He called it a geologist’s “mecca.” Iceland didn’t disappoint NRRI Geologist George Hudak one bit during a trip this past summer. Even more, it informed what he thinks he knows about Minnesota geology. And Hudak knows more than most.
When the Institute of Lake Superior Geologists announced the field trip to Iceland, Hudak jumped at the chance. His expertise is in submarine volcanoes and other underwater eruptions. And Iceland has that in spades. The island is the exposed part of the Mid-Atlantic Ridge, still forming by underwater volcanic activity, with the newest formations just thousands of years old, compared to North America’s billions-plus. Hudak saw Iceland’s delicate textures and processes that were like a trip back in time to the forming of Minnesota’s geology.
“It was an opportunity to see two tectonic plates move away from each other just as they did in Minnesota,” he said. “The 1.1 billion year old mid-continent rift went right through Duluth-Superior, and geological processes in this rift formed the volcanic and sedimentary rocks along the North Shore, as well as the extensive mineralization we have today in the Duluth Complex.”
He stood in amazement in Iceland’s mid-Atlantic rift as it moves apart just inches per year, with the North American plate on one side and the Eurasian plate on the other.
He also saw perfectly preserved volcanic rocks that looked eerily familiar.
The area near Five Mile Lake in St. Louis County has peperite – rocks that form when there’s interaction between magma and loose, wet sediments – and Iceland has tons of peperite. What gets geologists excited is that Iceland’s rocks are “fresh.”
“They haven’t been chemically or physically weathered, they haven’t been baked, and they haven’t been folded or faulted.
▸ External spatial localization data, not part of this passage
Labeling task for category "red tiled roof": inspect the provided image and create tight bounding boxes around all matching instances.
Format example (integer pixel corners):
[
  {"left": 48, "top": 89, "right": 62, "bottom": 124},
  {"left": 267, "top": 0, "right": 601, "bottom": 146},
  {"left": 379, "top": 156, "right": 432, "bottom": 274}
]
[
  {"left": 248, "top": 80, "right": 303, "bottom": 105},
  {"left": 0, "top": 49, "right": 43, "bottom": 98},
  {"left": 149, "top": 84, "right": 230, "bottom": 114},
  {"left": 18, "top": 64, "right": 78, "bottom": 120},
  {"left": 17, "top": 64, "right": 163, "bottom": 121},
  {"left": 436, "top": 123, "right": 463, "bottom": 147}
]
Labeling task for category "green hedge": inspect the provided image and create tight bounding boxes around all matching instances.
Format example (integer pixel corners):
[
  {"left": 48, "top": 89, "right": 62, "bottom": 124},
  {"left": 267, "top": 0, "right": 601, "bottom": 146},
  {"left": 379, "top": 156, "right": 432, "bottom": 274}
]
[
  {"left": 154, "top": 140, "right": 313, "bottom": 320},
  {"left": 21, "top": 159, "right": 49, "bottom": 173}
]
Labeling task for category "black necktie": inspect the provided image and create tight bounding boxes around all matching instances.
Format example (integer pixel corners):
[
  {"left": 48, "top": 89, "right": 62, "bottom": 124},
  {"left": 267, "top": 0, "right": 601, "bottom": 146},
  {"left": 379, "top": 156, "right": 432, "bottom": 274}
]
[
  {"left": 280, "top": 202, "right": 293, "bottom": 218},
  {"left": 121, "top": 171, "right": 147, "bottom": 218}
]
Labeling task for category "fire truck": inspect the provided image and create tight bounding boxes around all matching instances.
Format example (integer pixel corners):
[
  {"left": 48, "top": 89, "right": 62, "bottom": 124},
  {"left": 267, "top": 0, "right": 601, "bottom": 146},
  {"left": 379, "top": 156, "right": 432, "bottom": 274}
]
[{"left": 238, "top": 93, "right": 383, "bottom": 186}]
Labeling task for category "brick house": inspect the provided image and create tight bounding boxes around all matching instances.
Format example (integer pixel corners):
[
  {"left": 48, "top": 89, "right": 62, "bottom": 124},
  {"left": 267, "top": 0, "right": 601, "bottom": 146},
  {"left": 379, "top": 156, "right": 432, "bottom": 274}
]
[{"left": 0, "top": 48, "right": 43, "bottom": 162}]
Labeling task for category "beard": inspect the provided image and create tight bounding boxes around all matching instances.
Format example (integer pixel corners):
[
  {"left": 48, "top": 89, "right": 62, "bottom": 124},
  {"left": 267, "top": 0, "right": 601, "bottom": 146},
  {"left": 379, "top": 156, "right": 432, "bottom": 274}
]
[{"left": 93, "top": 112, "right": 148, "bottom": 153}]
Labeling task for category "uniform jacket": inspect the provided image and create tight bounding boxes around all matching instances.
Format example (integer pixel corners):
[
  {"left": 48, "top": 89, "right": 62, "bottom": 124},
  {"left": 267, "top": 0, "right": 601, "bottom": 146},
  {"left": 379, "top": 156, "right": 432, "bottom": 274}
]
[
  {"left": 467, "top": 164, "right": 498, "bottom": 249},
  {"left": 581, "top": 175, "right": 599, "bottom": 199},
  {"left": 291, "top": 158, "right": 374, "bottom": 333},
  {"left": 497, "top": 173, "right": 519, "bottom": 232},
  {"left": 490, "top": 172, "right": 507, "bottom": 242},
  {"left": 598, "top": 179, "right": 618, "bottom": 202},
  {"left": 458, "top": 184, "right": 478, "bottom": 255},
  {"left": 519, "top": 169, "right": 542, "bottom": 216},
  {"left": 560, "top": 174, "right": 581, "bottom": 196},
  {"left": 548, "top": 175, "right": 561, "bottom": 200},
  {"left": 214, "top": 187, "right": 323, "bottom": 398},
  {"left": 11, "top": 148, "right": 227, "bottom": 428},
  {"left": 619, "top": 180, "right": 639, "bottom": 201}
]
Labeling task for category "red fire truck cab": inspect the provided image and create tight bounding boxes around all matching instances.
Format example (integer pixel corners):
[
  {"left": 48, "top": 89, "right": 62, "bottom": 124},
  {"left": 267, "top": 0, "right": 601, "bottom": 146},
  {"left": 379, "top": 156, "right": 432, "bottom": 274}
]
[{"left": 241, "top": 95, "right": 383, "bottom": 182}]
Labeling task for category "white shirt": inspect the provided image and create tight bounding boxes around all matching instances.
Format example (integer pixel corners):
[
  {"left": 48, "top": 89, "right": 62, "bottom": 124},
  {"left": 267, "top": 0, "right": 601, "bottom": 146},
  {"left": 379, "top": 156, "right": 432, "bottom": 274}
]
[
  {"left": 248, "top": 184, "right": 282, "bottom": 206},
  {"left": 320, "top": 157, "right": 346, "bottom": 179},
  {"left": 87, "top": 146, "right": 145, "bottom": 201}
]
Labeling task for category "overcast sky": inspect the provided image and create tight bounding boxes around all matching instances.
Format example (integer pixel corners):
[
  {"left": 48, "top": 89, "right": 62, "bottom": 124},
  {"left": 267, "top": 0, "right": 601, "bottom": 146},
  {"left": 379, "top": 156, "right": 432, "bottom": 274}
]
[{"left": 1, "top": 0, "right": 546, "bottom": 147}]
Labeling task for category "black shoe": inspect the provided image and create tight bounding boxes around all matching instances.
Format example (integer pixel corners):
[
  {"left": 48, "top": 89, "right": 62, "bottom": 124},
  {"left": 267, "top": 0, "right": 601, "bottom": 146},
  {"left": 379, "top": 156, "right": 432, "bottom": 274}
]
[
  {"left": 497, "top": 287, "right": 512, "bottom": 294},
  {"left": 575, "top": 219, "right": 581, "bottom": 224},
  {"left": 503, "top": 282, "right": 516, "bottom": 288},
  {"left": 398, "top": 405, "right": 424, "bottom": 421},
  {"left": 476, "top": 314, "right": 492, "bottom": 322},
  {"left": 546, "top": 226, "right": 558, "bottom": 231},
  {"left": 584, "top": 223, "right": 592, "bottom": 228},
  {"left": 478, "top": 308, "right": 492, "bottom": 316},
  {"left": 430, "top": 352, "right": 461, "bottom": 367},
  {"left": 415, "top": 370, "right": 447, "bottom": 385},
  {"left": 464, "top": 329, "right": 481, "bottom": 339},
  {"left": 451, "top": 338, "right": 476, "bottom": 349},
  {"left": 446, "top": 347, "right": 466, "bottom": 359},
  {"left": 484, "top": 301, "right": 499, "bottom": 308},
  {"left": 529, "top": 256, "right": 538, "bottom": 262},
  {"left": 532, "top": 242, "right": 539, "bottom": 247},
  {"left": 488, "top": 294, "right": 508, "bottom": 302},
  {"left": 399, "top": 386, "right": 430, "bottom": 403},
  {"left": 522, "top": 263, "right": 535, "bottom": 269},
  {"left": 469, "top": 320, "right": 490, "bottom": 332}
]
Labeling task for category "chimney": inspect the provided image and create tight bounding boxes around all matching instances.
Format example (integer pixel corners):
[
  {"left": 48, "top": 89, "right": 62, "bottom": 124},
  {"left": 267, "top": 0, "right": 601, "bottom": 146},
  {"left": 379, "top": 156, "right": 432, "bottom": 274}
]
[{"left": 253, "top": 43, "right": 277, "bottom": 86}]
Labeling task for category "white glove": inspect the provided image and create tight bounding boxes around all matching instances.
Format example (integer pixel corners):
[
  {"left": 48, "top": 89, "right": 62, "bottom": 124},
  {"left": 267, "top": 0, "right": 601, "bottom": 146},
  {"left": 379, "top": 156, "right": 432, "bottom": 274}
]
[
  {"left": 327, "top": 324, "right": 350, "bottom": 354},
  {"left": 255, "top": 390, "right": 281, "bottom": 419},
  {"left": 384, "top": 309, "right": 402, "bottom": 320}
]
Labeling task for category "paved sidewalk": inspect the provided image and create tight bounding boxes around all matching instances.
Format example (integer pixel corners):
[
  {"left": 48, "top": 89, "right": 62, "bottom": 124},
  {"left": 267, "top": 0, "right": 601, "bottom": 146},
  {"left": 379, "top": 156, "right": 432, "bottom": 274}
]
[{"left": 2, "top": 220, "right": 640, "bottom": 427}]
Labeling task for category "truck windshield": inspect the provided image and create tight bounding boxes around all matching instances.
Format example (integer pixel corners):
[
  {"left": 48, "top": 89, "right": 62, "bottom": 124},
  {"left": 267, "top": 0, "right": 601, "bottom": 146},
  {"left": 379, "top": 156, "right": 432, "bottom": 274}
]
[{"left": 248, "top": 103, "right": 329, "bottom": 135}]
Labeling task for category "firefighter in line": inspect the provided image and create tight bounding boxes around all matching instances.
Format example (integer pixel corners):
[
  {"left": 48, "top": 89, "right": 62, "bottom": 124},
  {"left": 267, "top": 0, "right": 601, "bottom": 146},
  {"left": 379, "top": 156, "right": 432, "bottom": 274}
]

They’re just perfectly preserved,” said Hudak. “When I see the same textures in Minnesota’s 2.7 billion year old rocks I’m amazed and can appreciate what Mother Nature is capable of preserving over the vast expanse of geological time.”
Observations of “pillow dikes” (intrusions of magma containing pillow-like structures that cross-cut the layering in the rock) in a quarry just east of Reykjavik also confirmed Hudak’s mapping of pillow dikes in in Minnesota’s Vermilion District. “I knew what I mapped was right, but it was awesome to see perfectly preserved modern examples. They’re rare, unusual rocks, and we still don’t truly understand how they form.”
Viewing the geology of Iceland by Land Rover meant actually seeing how rifts and volcanoes form in real time. In Minnesota, Hudak and other NRRI geologists piece together the geology from scattered outcrops.
“There we saw everything and could really get a sense of the scale,” he added. “Given our limited outcrops, it makes me wonder how many geologic treasures we don’t know about in our Minnesota rocks.”